Low-paid ‘falling behind on bills and skipping meals’ amid rising cost of living

Many workers say they regularly skip meals for financial reasons.

10 February 2022

The rising cost of living is hitting low-paid workers harder than the pandemic as many fall behind on household bills and regularly skip meals, according to a new report.

Research by the Living Wage Foundation found that almost one in five workers have taken out a pay-day loan to cover essentials in the past year.

A survey of 1,700 workers earning less than the voluntary Real Living Wage found that almost two in five have fallen behind on household bills and a similar number have regularly skipped meals for financial reasons.

Almost a third of respondents said they had not been able to keep their homes warm this winter.

Women were more likely to have fallen behind on household bills and to be skipping meals, said the foundation.

Katherine Chapman, director of the Living Wage Foundation, said: “Our polling paints an unsettling picture for millions of people as rising living costs compound the challenges of two years of the pandemic.

“Almost two fifths of low-paid workers report having fallen behind on basic household bills, a third have had to skip meals and we’ve seen an increase in the use of pay-day loans, and all these trends have increased since 2020.

“There’s no better way for businesses to offer protection and reward for their staff than by joining over 9,000 Living Wage employers to ensure that everyone who works for them, including people that kept us going during the pandemic like cleaners and security guards, earn the real Living Wage.”

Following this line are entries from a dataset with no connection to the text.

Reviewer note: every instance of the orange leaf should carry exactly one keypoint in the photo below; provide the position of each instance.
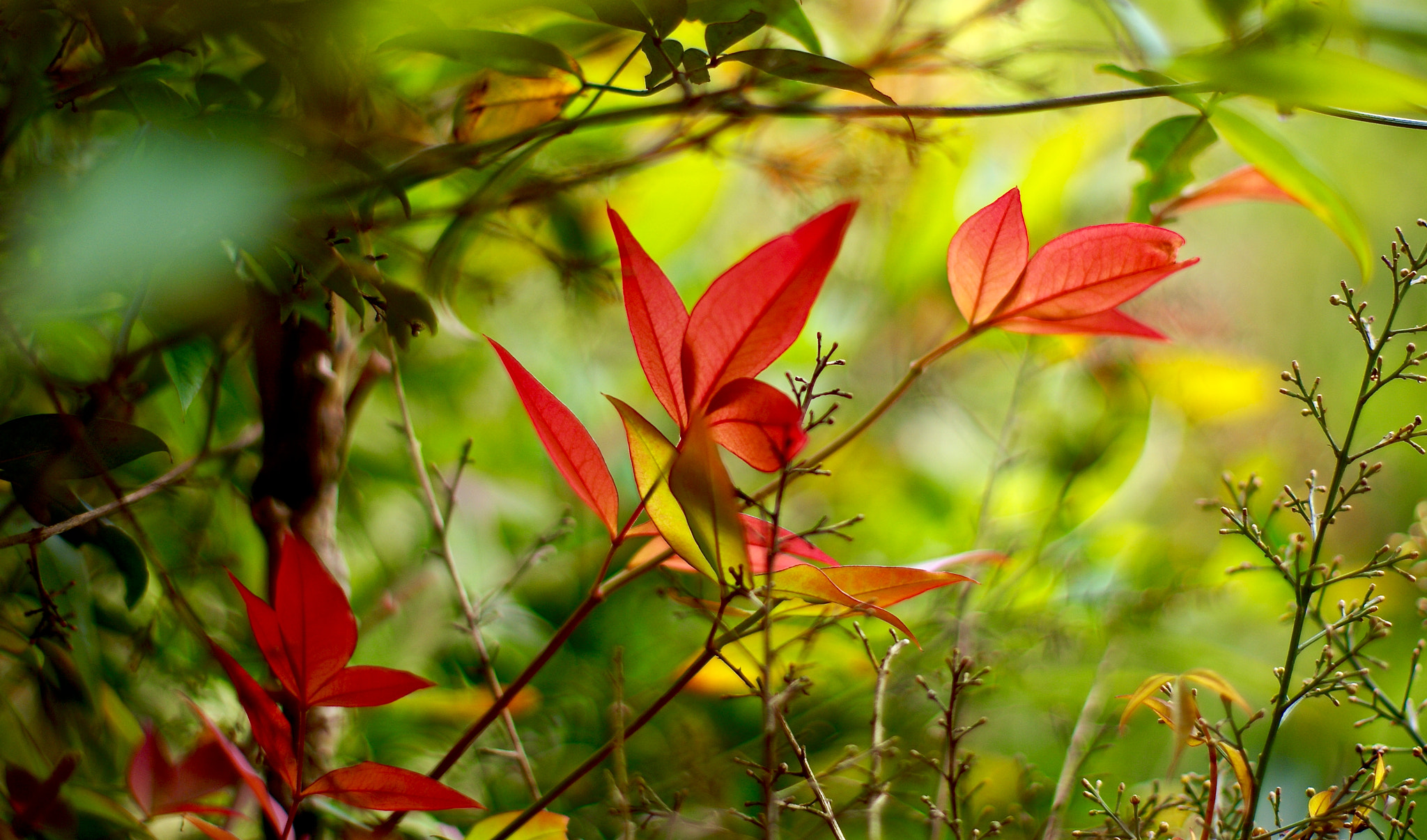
(567, 441)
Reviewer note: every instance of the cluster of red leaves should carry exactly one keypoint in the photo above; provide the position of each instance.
(1072, 284)
(307, 638)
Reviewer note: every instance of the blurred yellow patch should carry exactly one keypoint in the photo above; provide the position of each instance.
(543, 826)
(1208, 387)
(497, 104)
(460, 705)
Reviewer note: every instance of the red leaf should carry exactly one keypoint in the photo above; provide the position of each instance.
(318, 628)
(389, 789)
(369, 685)
(657, 321)
(1092, 270)
(209, 829)
(755, 310)
(269, 637)
(987, 257)
(1243, 185)
(757, 423)
(1106, 322)
(160, 788)
(277, 818)
(569, 444)
(270, 728)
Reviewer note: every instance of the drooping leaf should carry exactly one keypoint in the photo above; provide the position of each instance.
(757, 423)
(187, 366)
(369, 685)
(721, 36)
(987, 257)
(1297, 177)
(755, 310)
(543, 826)
(497, 106)
(657, 321)
(1168, 152)
(1244, 183)
(317, 623)
(510, 53)
(812, 69)
(62, 446)
(270, 728)
(1106, 322)
(704, 491)
(782, 15)
(254, 782)
(811, 584)
(383, 788)
(652, 456)
(1095, 268)
(567, 441)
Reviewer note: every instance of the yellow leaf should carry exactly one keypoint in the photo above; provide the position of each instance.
(652, 457)
(1136, 699)
(497, 104)
(543, 826)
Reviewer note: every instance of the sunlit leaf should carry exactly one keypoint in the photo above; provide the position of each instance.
(567, 441)
(383, 788)
(510, 53)
(1299, 177)
(812, 69)
(543, 826)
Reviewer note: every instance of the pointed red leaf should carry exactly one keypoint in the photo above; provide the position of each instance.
(567, 441)
(369, 685)
(210, 830)
(987, 257)
(1106, 322)
(1092, 270)
(757, 423)
(270, 728)
(277, 818)
(389, 789)
(755, 310)
(1243, 185)
(318, 628)
(269, 637)
(657, 321)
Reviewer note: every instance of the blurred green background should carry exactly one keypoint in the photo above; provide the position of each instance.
(1079, 458)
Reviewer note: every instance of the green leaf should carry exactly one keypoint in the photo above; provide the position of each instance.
(622, 13)
(128, 558)
(506, 52)
(721, 36)
(701, 484)
(782, 15)
(46, 444)
(665, 15)
(187, 366)
(1297, 177)
(1168, 152)
(811, 69)
(1307, 79)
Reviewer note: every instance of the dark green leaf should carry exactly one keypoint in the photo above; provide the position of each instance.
(1299, 177)
(811, 69)
(622, 13)
(47, 444)
(506, 52)
(187, 366)
(721, 36)
(1168, 152)
(667, 15)
(782, 15)
(128, 558)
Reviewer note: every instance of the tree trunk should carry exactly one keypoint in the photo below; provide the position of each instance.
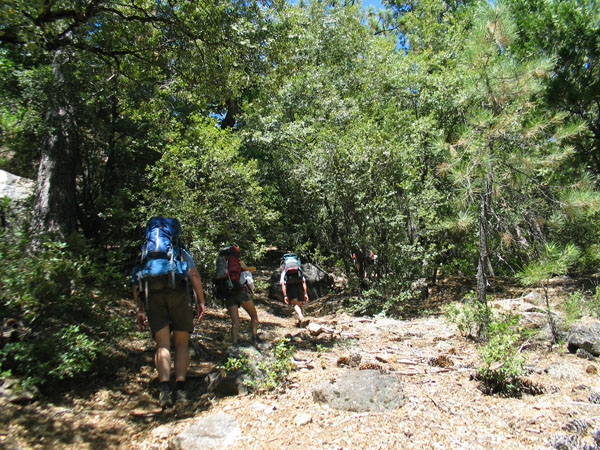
(482, 265)
(55, 204)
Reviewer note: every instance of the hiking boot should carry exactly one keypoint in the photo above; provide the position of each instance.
(165, 399)
(180, 396)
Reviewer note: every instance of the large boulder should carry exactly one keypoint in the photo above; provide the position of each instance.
(584, 335)
(318, 282)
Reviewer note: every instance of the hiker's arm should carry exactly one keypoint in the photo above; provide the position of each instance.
(141, 314)
(194, 277)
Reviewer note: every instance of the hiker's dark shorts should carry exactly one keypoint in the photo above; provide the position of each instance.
(237, 298)
(170, 307)
(295, 291)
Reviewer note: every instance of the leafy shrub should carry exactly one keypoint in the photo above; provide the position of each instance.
(468, 316)
(51, 300)
(275, 371)
(503, 364)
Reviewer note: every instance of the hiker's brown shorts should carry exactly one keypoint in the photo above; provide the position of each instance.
(170, 307)
(237, 298)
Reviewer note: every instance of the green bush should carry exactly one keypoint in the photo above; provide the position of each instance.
(51, 299)
(468, 316)
(503, 364)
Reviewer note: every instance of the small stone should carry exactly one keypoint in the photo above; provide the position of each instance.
(302, 419)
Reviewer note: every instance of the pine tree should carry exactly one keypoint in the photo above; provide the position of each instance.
(505, 139)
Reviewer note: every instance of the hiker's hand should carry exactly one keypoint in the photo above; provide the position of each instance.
(201, 310)
(142, 320)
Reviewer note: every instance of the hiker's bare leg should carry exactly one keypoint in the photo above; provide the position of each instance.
(251, 310)
(298, 308)
(182, 354)
(162, 357)
(235, 322)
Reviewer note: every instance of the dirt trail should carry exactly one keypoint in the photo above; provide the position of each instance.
(444, 407)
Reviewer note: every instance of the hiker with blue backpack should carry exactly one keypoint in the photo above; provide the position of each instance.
(293, 285)
(167, 288)
(234, 286)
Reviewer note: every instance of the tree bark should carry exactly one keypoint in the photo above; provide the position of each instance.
(482, 280)
(55, 203)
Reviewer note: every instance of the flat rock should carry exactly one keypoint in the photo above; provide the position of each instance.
(361, 390)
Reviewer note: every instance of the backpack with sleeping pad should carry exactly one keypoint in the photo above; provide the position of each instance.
(293, 268)
(161, 264)
(228, 271)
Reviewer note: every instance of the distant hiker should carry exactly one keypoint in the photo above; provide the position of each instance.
(234, 285)
(293, 285)
(163, 288)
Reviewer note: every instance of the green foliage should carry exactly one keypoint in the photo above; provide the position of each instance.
(51, 300)
(233, 364)
(553, 261)
(203, 180)
(503, 364)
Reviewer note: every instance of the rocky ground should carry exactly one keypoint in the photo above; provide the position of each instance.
(443, 408)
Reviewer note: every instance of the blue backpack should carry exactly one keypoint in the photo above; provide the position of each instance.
(161, 254)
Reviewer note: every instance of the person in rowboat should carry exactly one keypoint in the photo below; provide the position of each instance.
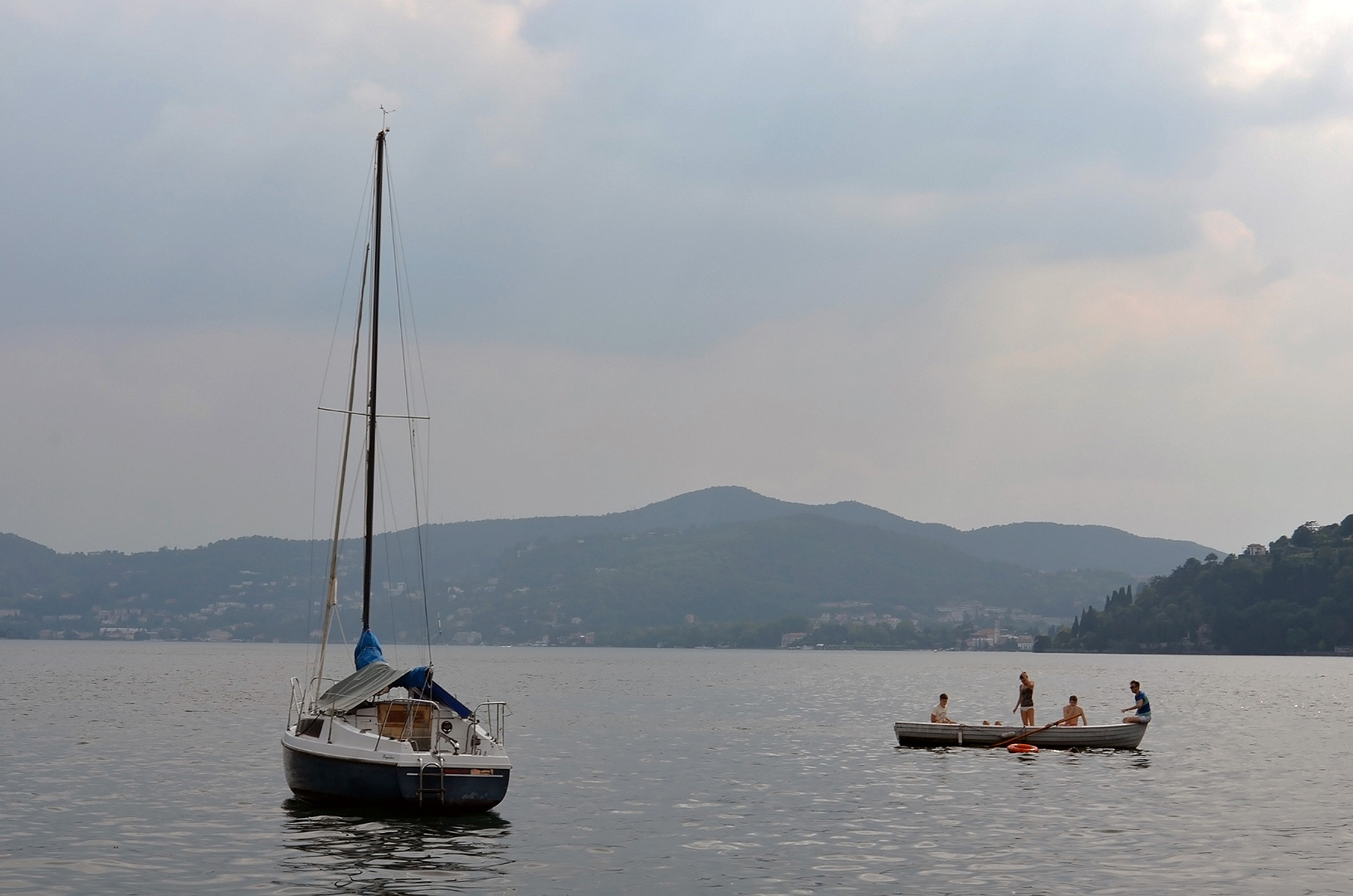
(1072, 713)
(1024, 704)
(1142, 706)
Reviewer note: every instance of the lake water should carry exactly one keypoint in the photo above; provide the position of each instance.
(156, 768)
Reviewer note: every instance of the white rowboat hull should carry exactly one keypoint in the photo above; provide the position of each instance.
(1095, 737)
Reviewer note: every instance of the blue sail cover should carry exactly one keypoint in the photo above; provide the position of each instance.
(418, 681)
(369, 650)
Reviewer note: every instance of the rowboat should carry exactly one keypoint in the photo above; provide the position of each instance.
(1093, 737)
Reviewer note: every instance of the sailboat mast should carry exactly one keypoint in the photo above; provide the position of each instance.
(371, 392)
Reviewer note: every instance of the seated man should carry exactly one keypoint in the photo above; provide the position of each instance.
(940, 711)
(1142, 706)
(1072, 713)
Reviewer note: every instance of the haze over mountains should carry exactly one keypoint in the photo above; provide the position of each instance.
(1039, 546)
(717, 554)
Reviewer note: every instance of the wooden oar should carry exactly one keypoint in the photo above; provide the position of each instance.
(1024, 734)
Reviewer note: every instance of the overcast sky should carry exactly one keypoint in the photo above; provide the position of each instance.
(970, 262)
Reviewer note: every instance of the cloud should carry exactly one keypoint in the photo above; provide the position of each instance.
(973, 264)
(1165, 395)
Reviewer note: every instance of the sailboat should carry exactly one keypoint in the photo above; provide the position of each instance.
(386, 735)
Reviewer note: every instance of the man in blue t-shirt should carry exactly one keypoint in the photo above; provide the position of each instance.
(1142, 706)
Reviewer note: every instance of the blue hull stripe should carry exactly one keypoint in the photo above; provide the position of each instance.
(324, 779)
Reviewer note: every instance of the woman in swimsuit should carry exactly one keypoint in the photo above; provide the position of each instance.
(1024, 706)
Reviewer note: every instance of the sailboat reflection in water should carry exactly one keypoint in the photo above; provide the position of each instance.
(386, 853)
(360, 741)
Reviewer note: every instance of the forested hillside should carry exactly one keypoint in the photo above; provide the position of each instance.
(1297, 597)
(800, 565)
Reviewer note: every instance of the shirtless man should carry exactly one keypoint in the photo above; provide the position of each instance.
(1072, 713)
(940, 711)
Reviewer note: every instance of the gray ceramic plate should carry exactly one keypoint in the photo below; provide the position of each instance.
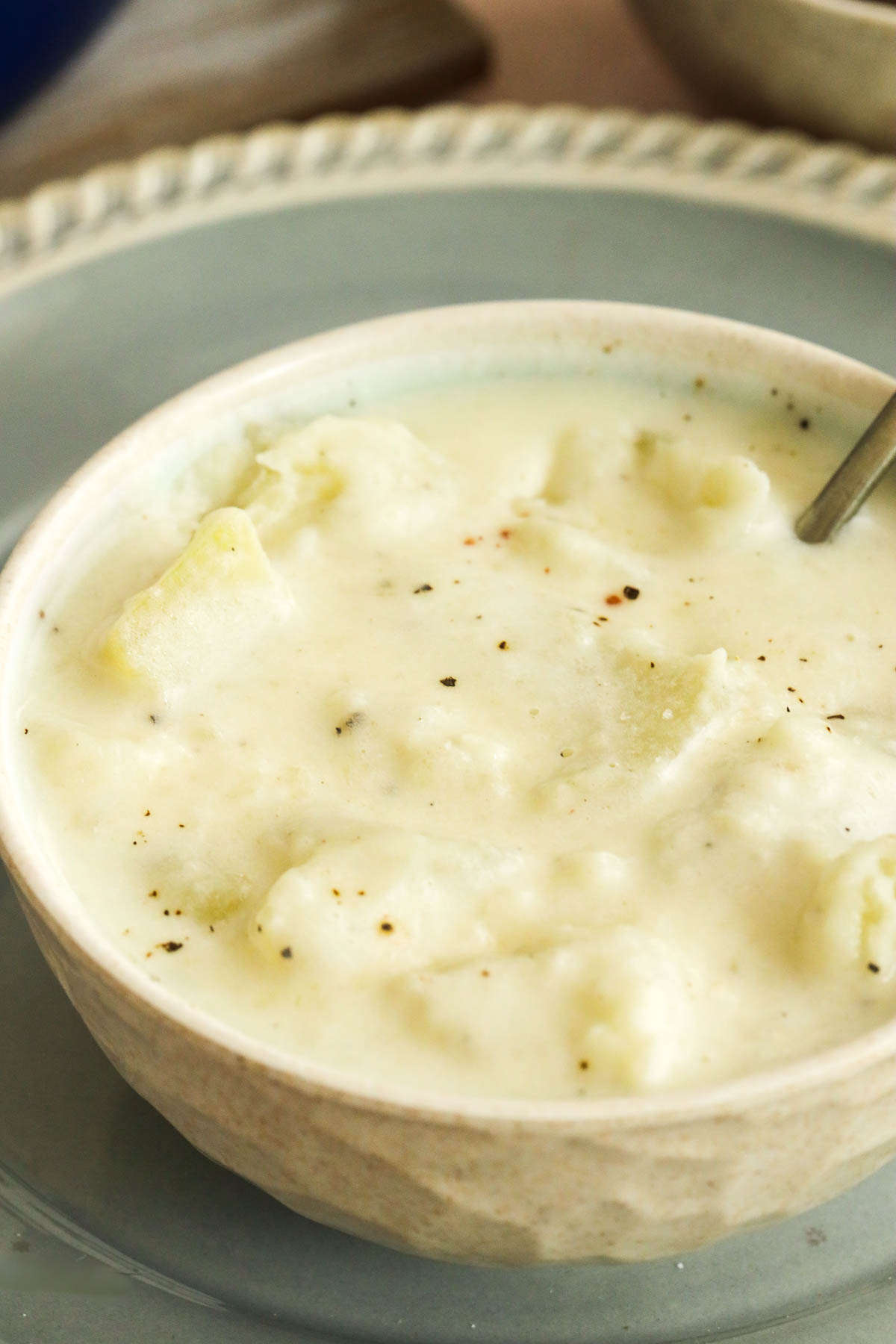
(122, 289)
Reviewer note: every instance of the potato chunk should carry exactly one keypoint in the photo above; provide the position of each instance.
(211, 597)
(850, 920)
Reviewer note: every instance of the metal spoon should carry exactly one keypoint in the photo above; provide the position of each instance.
(853, 480)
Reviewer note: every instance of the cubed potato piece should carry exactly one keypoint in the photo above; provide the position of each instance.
(612, 1009)
(215, 594)
(376, 900)
(370, 476)
(849, 924)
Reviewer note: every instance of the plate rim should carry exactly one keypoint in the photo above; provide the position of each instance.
(781, 172)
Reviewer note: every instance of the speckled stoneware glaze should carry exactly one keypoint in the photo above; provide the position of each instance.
(828, 66)
(482, 1180)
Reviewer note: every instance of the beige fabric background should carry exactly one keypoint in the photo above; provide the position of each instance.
(171, 72)
(586, 52)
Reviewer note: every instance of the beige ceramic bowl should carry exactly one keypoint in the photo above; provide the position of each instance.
(828, 66)
(496, 1182)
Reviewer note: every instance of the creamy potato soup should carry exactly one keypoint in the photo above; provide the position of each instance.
(494, 738)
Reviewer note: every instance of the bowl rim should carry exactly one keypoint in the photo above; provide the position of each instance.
(830, 374)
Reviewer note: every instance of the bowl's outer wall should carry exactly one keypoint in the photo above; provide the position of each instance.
(473, 1183)
(828, 69)
(487, 1191)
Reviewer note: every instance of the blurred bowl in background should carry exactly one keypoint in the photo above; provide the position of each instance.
(828, 66)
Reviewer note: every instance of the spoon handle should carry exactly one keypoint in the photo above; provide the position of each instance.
(853, 480)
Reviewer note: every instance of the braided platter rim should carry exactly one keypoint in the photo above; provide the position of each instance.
(835, 184)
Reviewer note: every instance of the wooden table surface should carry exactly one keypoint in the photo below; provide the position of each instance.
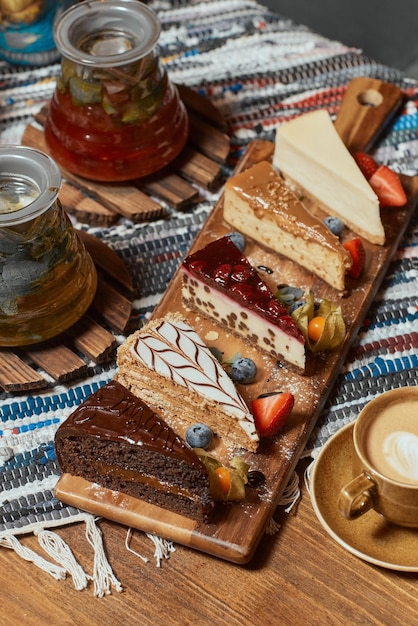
(298, 576)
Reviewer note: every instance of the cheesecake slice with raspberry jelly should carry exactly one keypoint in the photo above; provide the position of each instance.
(219, 282)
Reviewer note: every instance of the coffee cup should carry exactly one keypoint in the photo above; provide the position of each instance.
(385, 467)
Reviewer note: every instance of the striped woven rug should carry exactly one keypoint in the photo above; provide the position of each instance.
(260, 70)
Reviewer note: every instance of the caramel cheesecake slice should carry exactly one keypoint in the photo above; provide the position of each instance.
(168, 365)
(115, 440)
(221, 283)
(258, 203)
(310, 153)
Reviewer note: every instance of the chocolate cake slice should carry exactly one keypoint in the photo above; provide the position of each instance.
(116, 440)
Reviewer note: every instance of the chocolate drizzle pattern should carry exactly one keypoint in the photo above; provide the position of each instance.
(176, 352)
(113, 413)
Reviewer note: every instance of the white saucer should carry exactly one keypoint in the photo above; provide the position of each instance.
(370, 537)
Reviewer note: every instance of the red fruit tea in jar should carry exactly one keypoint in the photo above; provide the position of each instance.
(115, 115)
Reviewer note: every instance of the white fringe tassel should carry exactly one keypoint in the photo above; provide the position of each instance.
(27, 554)
(128, 547)
(163, 548)
(289, 499)
(103, 575)
(56, 548)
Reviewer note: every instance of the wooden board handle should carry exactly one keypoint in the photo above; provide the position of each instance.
(367, 107)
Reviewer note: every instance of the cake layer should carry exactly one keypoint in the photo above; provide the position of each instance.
(259, 204)
(116, 440)
(220, 282)
(170, 367)
(310, 153)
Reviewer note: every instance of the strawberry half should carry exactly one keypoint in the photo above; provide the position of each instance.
(366, 163)
(356, 248)
(388, 187)
(271, 411)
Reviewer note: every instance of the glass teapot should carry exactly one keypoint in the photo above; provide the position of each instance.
(47, 278)
(114, 116)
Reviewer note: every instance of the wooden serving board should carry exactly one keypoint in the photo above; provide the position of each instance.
(236, 529)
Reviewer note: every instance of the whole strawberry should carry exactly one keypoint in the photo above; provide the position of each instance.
(271, 411)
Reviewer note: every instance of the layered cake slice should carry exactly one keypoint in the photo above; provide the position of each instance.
(221, 283)
(116, 440)
(168, 365)
(310, 153)
(259, 204)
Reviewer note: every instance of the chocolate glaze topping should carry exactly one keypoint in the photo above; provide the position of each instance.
(113, 413)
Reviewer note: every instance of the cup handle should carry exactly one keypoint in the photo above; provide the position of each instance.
(357, 496)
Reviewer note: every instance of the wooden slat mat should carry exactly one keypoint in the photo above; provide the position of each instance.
(179, 185)
(92, 338)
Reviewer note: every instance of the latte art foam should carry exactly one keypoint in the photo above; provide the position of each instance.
(401, 452)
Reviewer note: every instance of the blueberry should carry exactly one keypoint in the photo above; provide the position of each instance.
(199, 436)
(238, 240)
(216, 353)
(255, 478)
(243, 371)
(335, 225)
(296, 305)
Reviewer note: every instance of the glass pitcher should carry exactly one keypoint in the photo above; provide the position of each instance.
(47, 278)
(114, 116)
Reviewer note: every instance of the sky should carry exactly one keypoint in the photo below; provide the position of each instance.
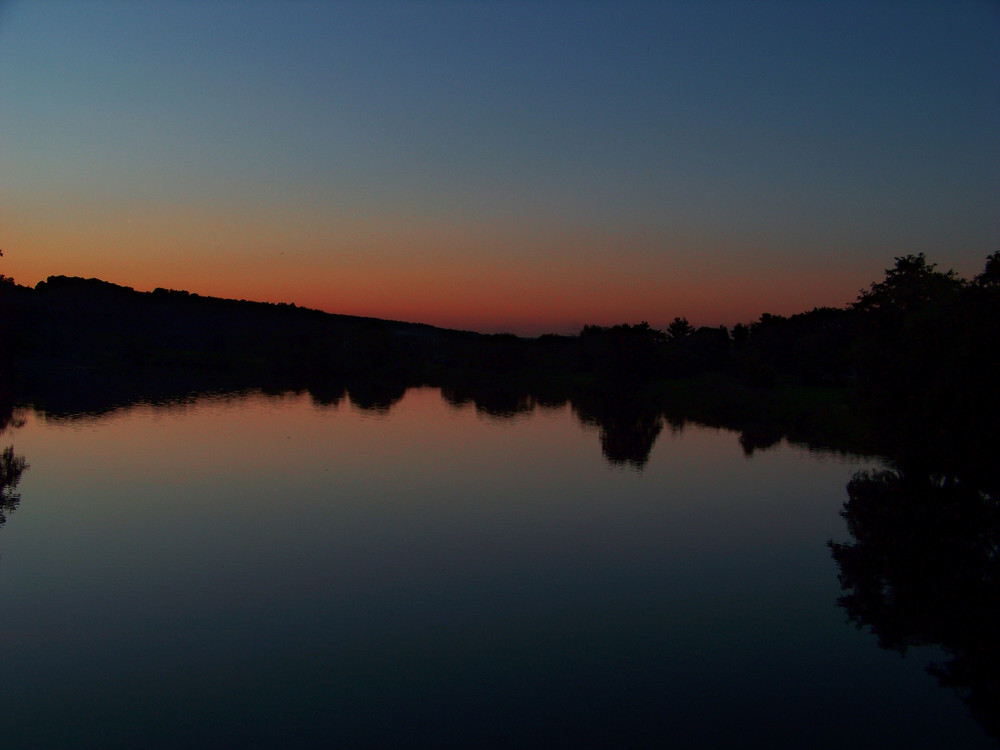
(500, 166)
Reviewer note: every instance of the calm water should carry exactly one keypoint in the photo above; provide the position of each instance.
(263, 571)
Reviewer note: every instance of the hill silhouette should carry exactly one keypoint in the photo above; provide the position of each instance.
(915, 355)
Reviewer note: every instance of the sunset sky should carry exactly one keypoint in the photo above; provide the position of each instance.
(518, 166)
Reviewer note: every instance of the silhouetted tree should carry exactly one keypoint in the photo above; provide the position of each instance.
(991, 274)
(923, 569)
(679, 329)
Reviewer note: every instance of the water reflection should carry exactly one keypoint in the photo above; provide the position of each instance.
(12, 466)
(924, 569)
(629, 426)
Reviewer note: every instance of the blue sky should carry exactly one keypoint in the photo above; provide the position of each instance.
(519, 166)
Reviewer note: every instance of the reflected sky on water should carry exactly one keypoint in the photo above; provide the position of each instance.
(272, 570)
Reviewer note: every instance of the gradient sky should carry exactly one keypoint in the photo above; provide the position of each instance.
(520, 166)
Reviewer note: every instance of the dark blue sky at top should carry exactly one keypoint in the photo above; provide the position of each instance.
(786, 135)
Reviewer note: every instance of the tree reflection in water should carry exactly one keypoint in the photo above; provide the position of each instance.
(11, 465)
(924, 569)
(629, 426)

Dave Innes, head of economics at the Joseph Rowntree Foundation, commented: “Work should provide a route out of poverty, but a combination of low pay, too few hours and insecure work means that many low-paid workers are at risk of real hardship as the cost of living rises.

“It is deeply worrying that so many low-paid workers are already skipping meals and taking on debt.

“With inflation projected to hit 7% in April, it’s clear that people on low incomes, who spend a higher proportion of their income on essentials, are at the sharpest end of the crisis.”

The report said the rising cost of living was hitting workers harder than the impact of the pandemic.